Securitization Prospects Still Hot Abroad, Trade Group Told

Amid setbacks for the secondary market at home, where investors have been retreating to safe-haven Treasury securities, Wall Street continues to seek out securitization opportunities overseas.

"Firms continue to look at this business in global terms," said George P. Miller, vice president and deputy general counsel at the Bond Market Association.

Securitization is "increasingly global in character," despite inadequate infrastructure overseas, he said.

He spoke last week during a panel discussion hosted by the association.

Fannie Mae is seeing a "growing interest" in mortgage securitization overseas, said Martin Levine, Fannie's managing director for international housing finance services.

Thailand, Hong Kong, and South Korea are among the countries that have recognized that issuing mortgage-backed securities may lay the groundwork for attracting capital back into sectors from which it has fled, Mr. Levine said. Some of these efforts combine government policies and private enterprise. And the movement has continued despite economic volatility.

The European landscape is "still a situation of separate jurisdictions," said Timothy E. Stapleford, managing director at Bear, Stearns & Co.

The creation of a single currency for much of Europe will provide "a lot of impetus for re-thinking," he said, but it will not guarantee smooth sailing. "Beneath the single currency, you still have nation-states."

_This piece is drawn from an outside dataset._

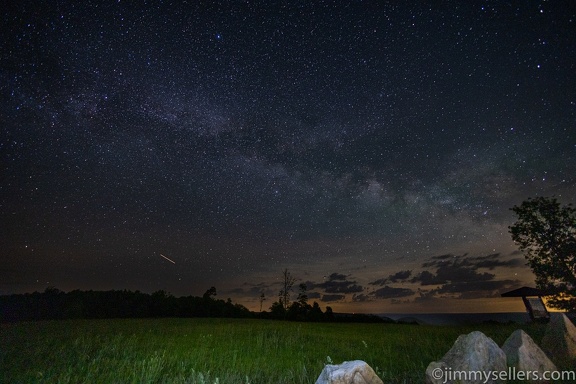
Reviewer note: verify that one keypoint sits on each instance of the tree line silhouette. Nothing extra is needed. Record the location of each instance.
(54, 304)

Foreign companies are not on a level playing field with U.S. companies for securitization, despite the "ongoing standardization" of the legal and accounting framework across Europe, Mr. Stapleford.

In Germany, Citibank, Ford Motor Co., Capital One Financial, and MBNA Corp. have done several securitizations, because they found both "tremendous liquidity" and sizable demand, he said.

France has a highly evolved legal and regulatory environment for mortgage and asset securitization that gives French companies better opportunities in France than German companies have in Germany, Mr. Stapleford said.

But regulatory difficulties are not stopping the international wave of interest in securitization. "Even banks that are capital-rich are looking to securitize as a means to more effectively manage capital," he said. He said investors and issuers are also pushing for increased securitization activity.

Panelists noted that widening spreads, reduced liquidity, and overseas economic crises have made Wall Street firms more nervous about the risk in asset-backed securities.

"Spreads have widened so much that many investors have stepped back from the market," as evidenced by the scarcity of activity in bonds rated BBB or below, noted Michael M. McGovern, director and senior counsel in the corporate and institutional client group in Merrill Lynch's office of general counsel.

On Wall Street, many firms are rethinking diversification and risk- adjusted rates of return "and just going back to basics," said Mr. Stapleford of Bear Stearns.